Depois, um empate no nordeste brasileiro, com o ABC. A derrota para a equipe potiguar parecia inevitável, foi quando, aos 46 minutos, do segundo tempo, brilhou a estrela do artilheiro tricolor que assinalou o gol de empate. Depois, no ABC Paulista, contra o São Caetano, o gol do empate em 1 a 1 foi anotado por Matheus Ferraz, aos 47 do segundo tempo. Esta partida, inclusive, interferiu no acesso do time de São Paulo. Se tivesse conseguido derrotar o Criciúma, o São Caetano teria conquistando o acesso, terminando a competição na segunda posição.
A principal virada, para muitos – incluindo o técnico Paulo Comelli, aconteceu no Heriberto Hülse, contra o América de Natal. O Criciúma saiu na frente, logo no início da partida, com gol do meia Giovanni Augusto. Este foi o único gol da etapa inicial. Mas, no segundo tempo, aos 14, 28 e 32 minutos, Pingo marcou, colocando o América na frente. Novamente, a determinação tricolor foi superior. Aos 40, o atacante Gilmar descontou. Dois minutos mais tarde, Lucca empatou. Aos 45, Zé Carlos foi expulso. Mas, aos 47, Gilmar voltou a marcar e virou a partida para o delírio da torcida. Nesta lista de jogos inesquecíveis na Série B, ainda teve uma vitória por 2 a 1 sobre o Ceará em Criciúma. O empate em 1 a 1 persistiu até aos 49 minutos da etapa final, quando Zé Carlos fez o gol de mais uma vitória.

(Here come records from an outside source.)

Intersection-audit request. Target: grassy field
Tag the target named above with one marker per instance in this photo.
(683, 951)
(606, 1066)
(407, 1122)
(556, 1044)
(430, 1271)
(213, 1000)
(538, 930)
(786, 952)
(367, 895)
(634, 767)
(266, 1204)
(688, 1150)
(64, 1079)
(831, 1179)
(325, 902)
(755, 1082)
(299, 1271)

“A sorte acompanha a competência e tivemos esses momentos dentro do campeonato”, enfatizou Silvio Criciúma. “Tinha jogos que vínhamos de uma adversidade muito grande e que no final da partida a gente conseguia virar os jogos na vontade, na raça. Víamos que as coisas não estavam dando muito certo, a gente ia na vontade, na determinação e graças a Deus a gente conseguiu virar esses jogos que nos ajudou muito”, complementou Lucca.
A campanha vitoriosa do Criciúma foi composta por 22 vitórias, sete empates e nove derrotas, com 78 gols marcados (melhor ataque da competição) e 57 sofridos, culminando com o vice-campeonato, atrás apenas do Goiás. Além de ter sido o único time que permaneceu todas as rodadas no G-4, o Criciúma foi o clube que permaneceu mais tempo na primeira posição, ficando à frente dos 19 adversários em 15 rodadas. Em relação a torcida, com média de 10.290, o Tigre foi o terceiro que mais atraiu torcedores aos estádios, atrás somente de Vitória (16.192) e Goiás (14.185).